4

There are quite a few similar questions already but none of them works in my case. I have a string that contains multiple substrings inside double quotes and these substrings can contain escaped double quotes.

For example for the string 'And then, "this is some sample text with quotes and \"escaped quotes\" inside". Not that we need more, but... "here is \"another\" one". Just in case.', the expected result is an array with two elements;

  • "this is some sample text with quotes and \"escaped quotes\" inside"
  • "here is \"another\" one"

The /"(?:\\"|[^"])*"/g regex works as expected on regex101; however, when I use String#match() the result is different. Check out the snippet below:

let str = 'And then, "this is some sample text with quotes and \"escaped quotes\" inside". Not that we need more, but... "here is \"another\" one". Just in case.'
let regex = /"(?:\\"|[^"])*"/g

console.log(str.match(regex))

Instead of two matches, I got four, and the text inside the escaped quotes is not even included.

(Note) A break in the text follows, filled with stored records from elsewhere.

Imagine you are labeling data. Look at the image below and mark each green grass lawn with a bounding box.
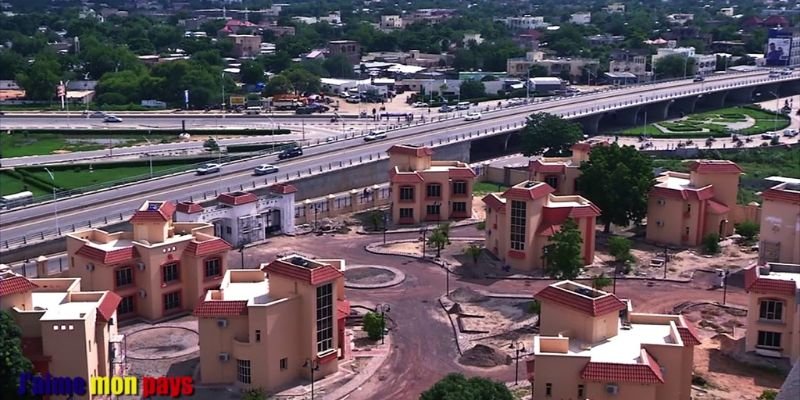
[474,181,509,195]
[622,106,790,137]
[0,162,197,196]
[0,133,181,158]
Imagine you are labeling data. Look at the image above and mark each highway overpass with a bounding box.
[2,69,799,254]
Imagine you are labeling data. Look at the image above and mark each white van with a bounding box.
[456,101,471,110]
[245,106,262,115]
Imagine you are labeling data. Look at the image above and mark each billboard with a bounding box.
[766,29,794,66]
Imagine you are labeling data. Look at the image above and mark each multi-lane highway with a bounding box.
[0,69,793,248]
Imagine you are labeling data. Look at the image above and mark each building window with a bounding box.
[686,203,692,213]
[545,383,552,397]
[399,208,413,219]
[118,296,135,315]
[255,330,261,342]
[757,331,782,348]
[510,200,526,251]
[163,291,181,311]
[684,227,690,236]
[426,204,440,216]
[280,358,288,370]
[399,186,414,201]
[426,183,441,198]
[226,226,232,234]
[452,202,467,214]
[316,283,334,353]
[578,384,584,398]
[237,359,251,384]
[115,267,133,288]
[162,262,179,284]
[544,175,558,190]
[204,258,222,278]
[759,300,784,321]
[452,180,467,195]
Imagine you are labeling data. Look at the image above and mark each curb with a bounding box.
[355,220,480,235]
[344,265,406,289]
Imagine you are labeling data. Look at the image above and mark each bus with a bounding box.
[0,191,34,210]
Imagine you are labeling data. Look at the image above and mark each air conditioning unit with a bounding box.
[656,221,664,227]
[138,289,147,298]
[217,319,228,328]
[86,263,95,271]
[218,352,230,362]
[136,262,146,271]
[606,384,619,395]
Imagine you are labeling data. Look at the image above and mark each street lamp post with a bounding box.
[220,71,226,119]
[238,244,245,268]
[375,303,391,344]
[44,168,59,235]
[420,226,428,259]
[303,358,320,400]
[509,340,526,385]
[382,210,388,244]
[142,135,153,178]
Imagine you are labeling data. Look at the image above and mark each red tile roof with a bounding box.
[534,284,627,317]
[481,194,506,212]
[581,350,665,384]
[761,187,800,205]
[677,320,702,346]
[448,167,477,179]
[75,245,138,265]
[263,258,344,285]
[176,201,204,214]
[529,159,566,174]
[184,238,232,257]
[193,300,249,317]
[536,204,600,236]
[0,275,38,297]
[96,291,122,322]
[502,182,554,200]
[218,192,258,206]
[687,160,743,174]
[744,265,798,297]
[650,184,715,201]
[130,201,176,223]
[706,199,730,215]
[387,144,434,157]
[269,183,298,195]
[337,299,351,320]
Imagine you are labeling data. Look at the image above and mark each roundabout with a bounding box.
[344,264,406,289]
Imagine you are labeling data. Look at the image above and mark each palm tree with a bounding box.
[464,244,482,265]
[428,229,448,258]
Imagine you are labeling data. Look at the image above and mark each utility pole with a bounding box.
[303,359,320,400]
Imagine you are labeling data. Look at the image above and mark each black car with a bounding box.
[295,107,315,115]
[278,146,303,159]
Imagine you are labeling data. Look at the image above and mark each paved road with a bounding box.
[0,69,790,246]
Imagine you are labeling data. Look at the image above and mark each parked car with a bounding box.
[761,133,774,140]
[412,102,428,108]
[464,112,482,121]
[196,163,221,175]
[783,129,799,137]
[253,164,279,175]
[103,115,123,123]
[345,96,361,104]
[278,146,303,160]
[364,130,388,141]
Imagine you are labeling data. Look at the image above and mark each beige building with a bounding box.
[527,140,609,195]
[744,263,800,363]
[482,180,600,272]
[646,160,742,247]
[327,40,361,65]
[230,34,262,58]
[66,201,232,322]
[1,270,123,399]
[758,180,800,264]
[194,254,349,393]
[530,280,699,400]
[388,144,476,225]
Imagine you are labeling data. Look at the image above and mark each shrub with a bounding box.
[702,233,721,254]
[363,311,385,341]
[593,274,612,290]
[757,390,777,400]
[607,236,633,263]
[735,221,759,242]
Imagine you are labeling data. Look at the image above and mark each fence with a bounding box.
[293,185,392,224]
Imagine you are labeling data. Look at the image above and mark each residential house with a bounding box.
[327,40,362,65]
[388,145,476,225]
[744,263,800,363]
[646,160,742,247]
[530,280,699,400]
[195,254,349,392]
[230,34,262,58]
[482,181,600,272]
[610,50,650,81]
[380,15,403,30]
[527,140,609,196]
[65,201,232,322]
[604,2,626,14]
[218,19,258,36]
[500,15,549,31]
[570,12,592,25]
[758,179,800,264]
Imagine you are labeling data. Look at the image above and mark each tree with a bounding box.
[543,218,584,280]
[367,210,383,231]
[15,52,61,100]
[322,54,355,78]
[203,137,219,152]
[362,311,385,341]
[703,233,721,254]
[607,236,633,263]
[593,273,612,291]
[0,310,34,397]
[464,244,482,265]
[240,60,265,85]
[0,51,24,80]
[459,79,485,100]
[428,228,449,258]
[420,373,513,400]
[520,113,584,156]
[528,64,550,77]
[735,221,759,243]
[264,74,293,96]
[654,54,696,79]
[577,144,654,233]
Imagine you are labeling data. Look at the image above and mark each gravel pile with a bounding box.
[458,344,512,368]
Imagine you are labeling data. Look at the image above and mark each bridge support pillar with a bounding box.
[576,113,603,135]
[670,96,698,117]
[618,106,641,127]
[697,91,728,110]
[727,87,755,104]
[643,101,670,123]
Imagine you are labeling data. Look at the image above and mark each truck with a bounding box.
[272,95,304,110]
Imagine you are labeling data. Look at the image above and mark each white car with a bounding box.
[196,163,221,175]
[783,129,799,137]
[253,164,279,175]
[412,102,428,108]
[103,115,123,123]
[364,130,388,141]
[464,112,482,121]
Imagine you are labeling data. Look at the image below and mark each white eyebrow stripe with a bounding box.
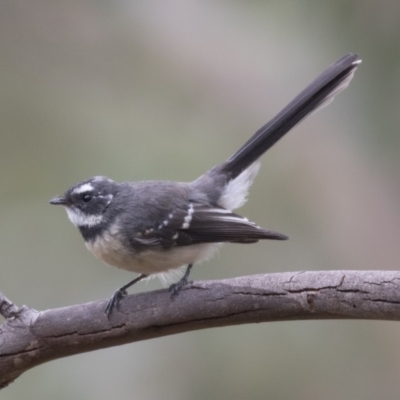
[72,183,94,195]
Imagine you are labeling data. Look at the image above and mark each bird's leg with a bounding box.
[105,274,147,318]
[169,264,193,298]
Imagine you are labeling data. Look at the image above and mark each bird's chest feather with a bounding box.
[85,231,132,271]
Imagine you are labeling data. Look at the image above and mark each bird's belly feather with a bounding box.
[85,233,221,274]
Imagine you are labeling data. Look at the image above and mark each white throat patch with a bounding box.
[65,207,104,227]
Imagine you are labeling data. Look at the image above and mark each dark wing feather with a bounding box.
[132,203,287,249]
[175,205,287,245]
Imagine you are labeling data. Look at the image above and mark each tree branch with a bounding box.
[1,270,400,389]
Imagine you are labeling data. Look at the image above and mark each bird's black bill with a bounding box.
[50,196,68,206]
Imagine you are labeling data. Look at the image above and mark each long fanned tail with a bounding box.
[221,53,361,180]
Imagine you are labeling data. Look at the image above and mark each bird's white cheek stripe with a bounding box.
[65,207,103,227]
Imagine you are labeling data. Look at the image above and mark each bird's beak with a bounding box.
[50,196,68,206]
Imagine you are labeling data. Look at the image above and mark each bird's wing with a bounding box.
[132,202,287,249]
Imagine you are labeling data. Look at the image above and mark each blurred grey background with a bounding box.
[1,1,400,399]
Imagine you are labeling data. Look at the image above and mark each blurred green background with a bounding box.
[1,1,400,399]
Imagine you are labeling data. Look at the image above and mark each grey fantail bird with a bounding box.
[50,53,361,317]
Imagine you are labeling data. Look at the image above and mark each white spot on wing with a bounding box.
[182,203,194,229]
[182,219,191,229]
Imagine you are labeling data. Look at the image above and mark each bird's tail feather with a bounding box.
[221,53,361,180]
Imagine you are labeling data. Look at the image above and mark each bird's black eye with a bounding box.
[82,193,92,202]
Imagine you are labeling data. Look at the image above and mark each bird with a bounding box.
[50,53,361,317]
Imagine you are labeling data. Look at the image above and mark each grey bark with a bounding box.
[1,270,400,389]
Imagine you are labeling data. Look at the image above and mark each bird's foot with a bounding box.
[105,288,127,318]
[169,277,192,299]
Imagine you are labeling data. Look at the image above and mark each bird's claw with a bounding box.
[169,278,192,299]
[105,288,127,318]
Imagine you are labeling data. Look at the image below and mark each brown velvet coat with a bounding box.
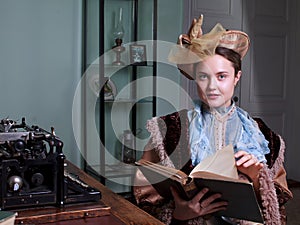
[134,110,293,225]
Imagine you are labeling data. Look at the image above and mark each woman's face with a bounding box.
[195,54,241,108]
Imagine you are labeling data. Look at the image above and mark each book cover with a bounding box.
[136,145,264,223]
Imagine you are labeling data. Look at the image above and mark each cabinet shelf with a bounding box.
[88,163,136,179]
[83,0,157,194]
[104,98,154,103]
[105,64,154,68]
[87,64,154,80]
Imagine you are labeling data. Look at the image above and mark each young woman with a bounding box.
[134,16,292,225]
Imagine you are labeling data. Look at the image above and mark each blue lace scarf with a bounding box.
[188,102,270,165]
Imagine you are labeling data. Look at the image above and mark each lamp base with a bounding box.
[112,39,125,66]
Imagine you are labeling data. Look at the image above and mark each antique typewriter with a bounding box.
[0,117,101,210]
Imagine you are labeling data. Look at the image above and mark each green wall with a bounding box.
[0,0,184,168]
[0,0,83,165]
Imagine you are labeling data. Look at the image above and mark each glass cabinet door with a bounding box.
[81,0,157,194]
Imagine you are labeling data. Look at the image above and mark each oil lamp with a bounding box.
[112,8,125,66]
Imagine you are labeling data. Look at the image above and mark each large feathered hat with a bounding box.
[168,15,250,80]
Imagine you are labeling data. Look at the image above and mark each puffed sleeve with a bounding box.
[133,139,164,208]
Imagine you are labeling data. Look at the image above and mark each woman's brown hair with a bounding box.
[215,46,241,76]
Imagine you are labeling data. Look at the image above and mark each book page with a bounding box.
[136,159,189,183]
[0,211,16,225]
[190,144,239,179]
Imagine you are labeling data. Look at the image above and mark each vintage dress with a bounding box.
[134,103,292,225]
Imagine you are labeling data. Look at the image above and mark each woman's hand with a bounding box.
[234,151,263,182]
[170,186,228,221]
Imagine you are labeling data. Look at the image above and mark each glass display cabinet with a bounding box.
[81,0,157,195]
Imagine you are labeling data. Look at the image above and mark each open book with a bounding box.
[136,145,264,223]
[0,211,17,225]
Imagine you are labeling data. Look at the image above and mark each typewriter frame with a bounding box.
[0,118,100,210]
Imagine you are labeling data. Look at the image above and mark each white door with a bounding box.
[240,0,297,180]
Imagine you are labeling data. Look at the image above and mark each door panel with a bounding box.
[241,0,290,135]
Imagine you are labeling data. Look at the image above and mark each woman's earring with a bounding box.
[233,96,239,102]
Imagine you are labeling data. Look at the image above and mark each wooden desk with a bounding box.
[14,161,164,225]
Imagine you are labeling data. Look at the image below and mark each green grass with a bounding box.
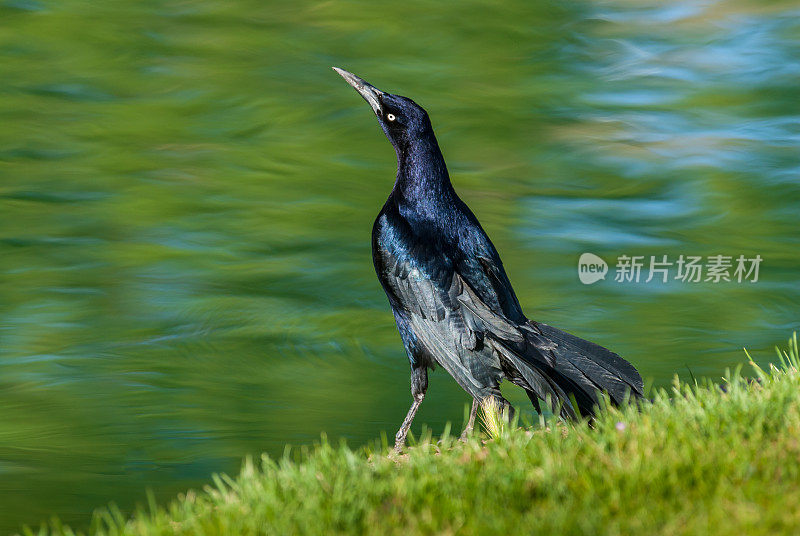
[28,334,800,536]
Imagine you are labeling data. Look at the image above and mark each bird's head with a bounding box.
[333,67,433,150]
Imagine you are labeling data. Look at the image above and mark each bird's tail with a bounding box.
[493,321,644,419]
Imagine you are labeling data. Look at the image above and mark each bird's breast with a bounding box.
[372,209,456,313]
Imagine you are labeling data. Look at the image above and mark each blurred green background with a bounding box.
[1,0,798,532]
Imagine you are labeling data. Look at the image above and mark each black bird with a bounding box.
[334,68,643,450]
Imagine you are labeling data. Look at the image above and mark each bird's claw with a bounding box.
[393,433,406,453]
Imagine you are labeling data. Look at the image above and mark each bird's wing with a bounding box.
[456,246,643,413]
[450,269,583,412]
[378,241,489,388]
[377,234,559,398]
[375,212,642,415]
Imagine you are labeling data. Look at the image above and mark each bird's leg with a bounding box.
[394,366,427,453]
[459,399,479,441]
[394,393,424,452]
[498,396,516,422]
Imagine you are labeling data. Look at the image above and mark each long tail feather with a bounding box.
[494,321,643,418]
[533,321,643,401]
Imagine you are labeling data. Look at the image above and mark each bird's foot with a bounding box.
[393,432,407,454]
[459,399,479,441]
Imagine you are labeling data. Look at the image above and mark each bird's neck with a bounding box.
[393,136,455,207]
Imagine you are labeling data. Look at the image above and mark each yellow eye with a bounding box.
[386,113,396,121]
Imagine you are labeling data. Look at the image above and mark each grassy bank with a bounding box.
[29,334,800,536]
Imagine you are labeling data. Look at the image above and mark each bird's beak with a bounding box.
[333,67,384,116]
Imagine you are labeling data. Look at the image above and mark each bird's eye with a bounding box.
[386,113,396,122]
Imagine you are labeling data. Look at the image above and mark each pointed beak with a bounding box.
[333,67,384,116]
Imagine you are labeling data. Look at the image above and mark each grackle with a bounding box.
[334,68,643,451]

MDN mentions that if the g flag is used, all results matching the complete regular expression will be returned, but capturing groups will not. If I want to obtain capture groups and the global flag is set, I need to use RegExp.exec(). I've tried it, the result is the same:

let str = 'And then, "this is some sample text with quotes and \"escaped quotes\" inside". Not that we need more, but... "here is \"another\" one". Just in case.'
let regex = /"(?:\\"|[^"])*"/g
let temp
let matches = []

while (temp = regex.exec(str))
  matches.push(temp[0])

console.log(matches)

How could I get an array with those two matched elements?

Zsolt Meszaros
  • 21,961
  • 19
  • 54
  • 57

2 Answers2

3

Another option is a more optimal regex without | operator:

const str = String.raw`And then, "this is some sample text with quotes and \"escaped quotes\" inside". Not that we need more, but... "here is \"another\" one". Just in case.`
const regex = /"[^"\\]*(?:\\[\s\S][^"\\]*)*"/g
console.log(str.match(regex))

Using String.raw, there is no need escaping quotes twice.

See regex proof. Btw, 28 steps vs. 267 steps.

EXPLANATION

--------------------------------------------------------------------------------
  "                        '"'
--------------------------------------------------------------------------------
  [^"\\]*                  any character except: '"', '\\' (0 or more
                           times (matching the most amount possible))
--------------------------------------------------------------------------------
  (?:                      group, but do not capture (0 or more times
                           (matching the most amount possible)):
--------------------------------------------------------------------------------
    \\                       '\'
--------------------------------------------------------------------------------
    [\s\S]                   any character of: whitespace (\n, \r,
                             \t, \f, and " "), non-whitespace (all
                             but \n, \r, \t, \f, and " ")
--------------------------------------------------------------------------------
    [^"\\]*                  any character except: '"', '\\' (0 or
                             more times (matching the most amount
                             possible))
--------------------------------------------------------------------------------
  )*                       end of grouping
--------------------------------------------------------------------------------
  "                        '"'
Ryszard Czech
  • 18,032
  • 4
  • 24
  • 37
2

The reason why regex doesn't work as expected is because a single backslash is an escape character. You'll need escape the backslashes in the text:

let str = 'And then, "this is some sample text with quotes and \"escaped quotes\" inside". Not that we need more, but... "here is \"another\" one". Just in case.';
let regex = /"(?:\\"|[^"])*"/g

console.log(str);
console.log(str.match(regex))

str = 'And then, "this is some sample text with quotes and \\"escaped quotes\\" inside". Not that we need more, but... "here is \\"another\\" one". Just in case.';

console.log(str);
console.log(str.match(regex))
vanowm
  • 9,466
  • 2
  • 21
  • 37